- Directed by: Kumar Shahani
- Written by: Kumar Shahani Roshan Shahani
- Starring: Amol Palekar Smita Patil Shreeram Lagoo Om Puri Girish Karnad
- Cinematography: K. K. Mahajan
- Edited by: Ashok Tyagi
- Music by: Vanraj Bhatia
- Distributed by: National Film Development Corporation (NFDC)
- Release date: 1984;
- Running time: 171 minutes
- Country: India
- Language: Hindi

= Tarang (film) =

Tarang (Hindi: तरंग "wave") English title Wages and Profits, is a 1984 Indian Hindi-language drama film written and directed by Kumar Shahani. The film is Shahani's second feature film after his most famous work, Maya Darpan, and took him more than 12 years to raise funding for. The movie is considered, along with Shahani's other features, to be a seminal work of India's Parallel Cinema movement. The movie stars several big actors who were prominent in the Indian art cinema scene of the early '80s, including Amol Palekar, Smita Patil, Girish Karnad, Om Puri, and Shreeram Lagoo.

==Synopsis==
Sethji (Shreeram Lagoo) is a widowed businessman who lives a comfortable life with his only daughter, Hansa, his son-in-law, Rahul (Amol Palekar), and a grandson, Munna. Rahul is Sethji's right-hand man, and his nephew Dinesh (Girish Karnad) is his assistant. Over time, petty rivalries and jealousies have grown in the family, and Sethji and Rahul feel that Dinesh is trying to undermine the business. They make a plan to get rid of him without attracting any attention to themselves and succeed, but the after-effects are not kind towards Sethji's health, which grows worse eventually leading to his untimely death. Shortly thereafter, Hansa also dies, leaving her husband Rahul to look after the business on his own. Things start to turn controversial once Rahul begins an affair with the maidservant Janki (Smita Patil), and it is soon revealed that Hansa's death may not have been a suicide, but was a cover-up. As the mysteries start to unfold, they leave a scarring emotional impact on Rahul, and test his relationship with his late wife's family and his new lover.

==Music==
Music is composed by Vanraj Bhatia with lyrics by Raghuveer Sahay.
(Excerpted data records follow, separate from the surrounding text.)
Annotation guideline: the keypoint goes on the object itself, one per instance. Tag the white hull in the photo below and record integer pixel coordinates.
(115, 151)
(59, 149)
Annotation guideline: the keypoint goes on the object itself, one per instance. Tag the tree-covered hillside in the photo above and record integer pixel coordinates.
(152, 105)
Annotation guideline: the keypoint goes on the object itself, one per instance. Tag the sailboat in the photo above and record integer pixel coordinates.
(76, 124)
- "Barse Ghan Saari Raat" - Lata Mangeshkar
- "Tarang Tarang" - Asha Bhosle

== Analysis and criticism ==
Unlike Maya Darpan, Tarang is considered to be uncharacteristically traditional and conventional for a Kumar Shahani film. Its storyline follows a typical arch, and the film also features several song sequences, considered normal for mainstream Bollywood films, but very abnormal for an independent parallel cinema film. In an interview on the film, Shahani stated his approach was to "take into account the way our traditions are surviving in popular art. Both folk and popular art always have epic elements. Even pulp literature is a distortion of the epic form."

The Seventh Art film blog reviewed the film positively stating, "A staunch Marxist, Shahani examines the class struggle on multiple fronts: in the writing that nearly recites the labour theory of value, in the densely layered soundtrack where various voices vie for power and the casting, where the star value of the actors is in conflict with the characters they play."
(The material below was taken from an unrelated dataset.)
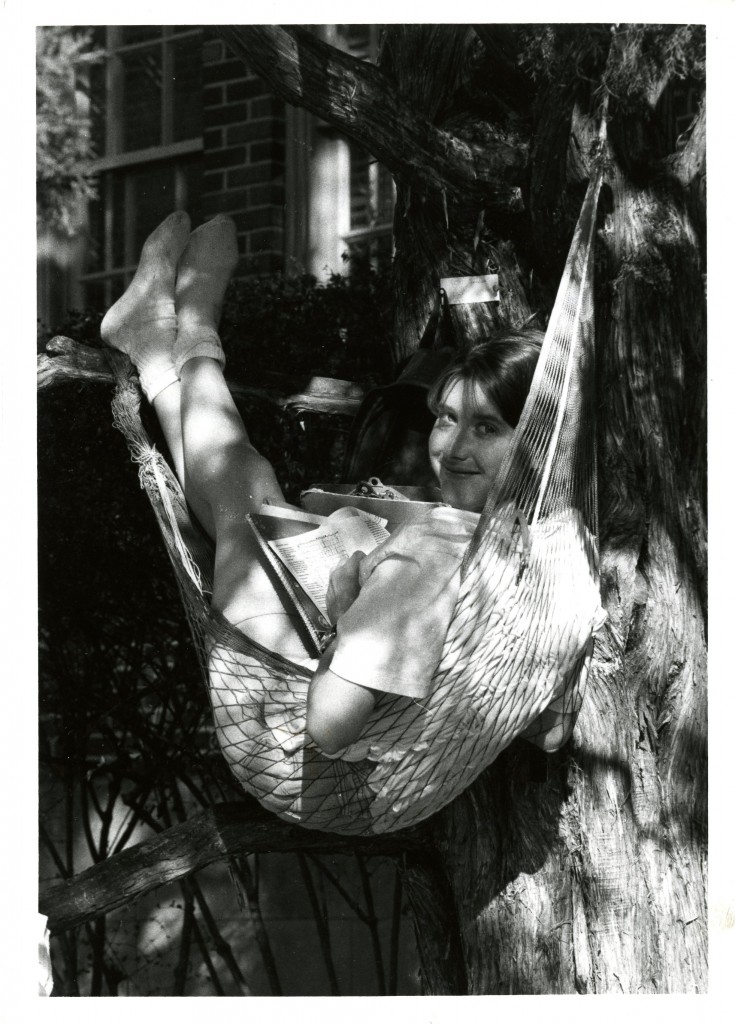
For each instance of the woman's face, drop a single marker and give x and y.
(467, 445)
Film blog The Case for Global Film, in a piece of Indian Parallel Cinema stated that "Kumar Shahni felt while making Tarang, It is a pity that societies tend to make museum pieces of art when, in fact, the need for it is as natural and as instinctive in people as eating and drinking. That is probably why Tarang comes through to the discerning viewer as a moving experience, even if he is completely unaware of the intricacies of Shahani’s personal imagination."